[LLVMdev] Question about changes to llvm::Argument::addAttr(AttributeSet AS) API
David Chisnall
David.Chisnall at cl.cam.ac.uk
Thu Feb 7 00:14:26 PST 2013
On 6 Feb 2013, at 20:20, Bill Wendling wrote:
> You don't understand what I'm saying. The APIs were changing way too quickly for it to make sense to create such a document. I tried as best as I could to mitigate all of the problems, but there were several intermediate steps that had to happen before the attributes classes were in a proper state for the new feature work. The typical way to understand the APIs is to read the header files and/or look at existing code. The changes I made showed how to use the new APIs while I was going along.
So the AttributeSet class is going away and being replaced with something else? If so, then why did it even make it into the tree. If not, then why is it not documented.
I'm sorry, but there is no excuse for committing large changes to a core bit of LLVM without even a brief overview of what the new class (which everyone is now expected to use) does. Who did the code review on this, because they really should have objected to the complete lack of documentation?
> Not so. I had to change the existing attributes classes so that they a) still worked while I changed them, and b) would be in a state afterwards where they would support the new features we needed. The intermediate steps that were taken were necessary. They would have happened if I used git or cvs or any other vcs.

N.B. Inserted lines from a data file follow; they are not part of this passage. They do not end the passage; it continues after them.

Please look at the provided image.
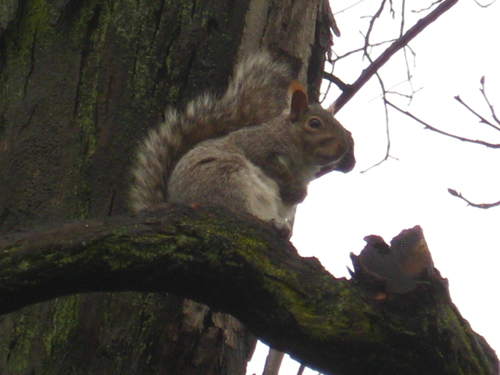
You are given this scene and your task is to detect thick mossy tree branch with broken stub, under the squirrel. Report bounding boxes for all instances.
[0,207,498,375]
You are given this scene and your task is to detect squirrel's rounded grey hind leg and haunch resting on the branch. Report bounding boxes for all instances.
[168,144,290,228]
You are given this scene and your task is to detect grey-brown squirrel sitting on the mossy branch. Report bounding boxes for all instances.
[130,52,355,229]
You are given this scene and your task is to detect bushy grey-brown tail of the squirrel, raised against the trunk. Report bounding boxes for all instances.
[130,53,292,212]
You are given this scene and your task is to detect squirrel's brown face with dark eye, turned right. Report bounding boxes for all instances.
[296,105,354,172]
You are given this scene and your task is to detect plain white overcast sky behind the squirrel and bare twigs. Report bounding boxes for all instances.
[248,0,500,375]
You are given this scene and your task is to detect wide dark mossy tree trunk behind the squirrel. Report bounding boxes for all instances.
[0,0,330,375]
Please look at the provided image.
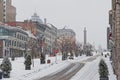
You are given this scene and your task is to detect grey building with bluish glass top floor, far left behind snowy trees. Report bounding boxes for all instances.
[0,25,28,57]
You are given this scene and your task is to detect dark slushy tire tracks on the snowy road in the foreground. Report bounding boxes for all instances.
[36,62,84,80]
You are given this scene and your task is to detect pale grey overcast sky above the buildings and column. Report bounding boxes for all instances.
[12,0,111,48]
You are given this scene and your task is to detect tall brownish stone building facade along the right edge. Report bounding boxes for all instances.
[109,0,120,80]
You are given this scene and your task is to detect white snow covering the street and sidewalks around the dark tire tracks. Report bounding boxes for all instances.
[1,52,116,80]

A comment saying 'this API is temporary for the migration between XXX and YYY' takes how long to write? Is your time really so valuable that this extra cost is too much?
The comment on other VCSs seems irrelevant, but if you are making such invasive changes that they must be done in multiple passes then either a feature branch and a merge or a local git clone seem the correct ways of doing them. Dumping 3000 lines of changes in the tree in one go is preferable to leaving the tree in flux for a week. You'll need the same code review in both cases, and it's much easier for people to do this when the end result is visible than to try to understand what all of the intermediate ones were for.
> Wrong. I'm saying that the document would be a waste of electrons because it would be out of date with the next change.
I am starting to think that you either fundamentally misunderstand what documentation should exist. Each of the classes should have an overview saying what it is used for, and how it relates to other classes. If this is going to become wrong repeatedly, then the code should never make it to trunk, because it implies a complete lack of any kind of design work prior to committing.
If some of the individual methods need to change, then that's fine, but they can have a doc comment saying 'this API is currently under development and will change over the next week'. This saves downstream developers a lot of time - they can just avoid updating their code until it's a bit more stable, rather than having to .
> Each step along the way had changes to existing API uses in the code base. If you wanted examples, those were them.
So, rather than you spending the 2 minutes required to write some quick documentation notes, every downstream LLVM consumer has to go to the header, run svn log to try to find the place where the old API was removed, then run svn diff on that revision to find out what the corresponding change was in, say, clang, and then try to map from that to their own code.
And you honestly think that this kind of behaviour is something that will encourage people to use LLVM?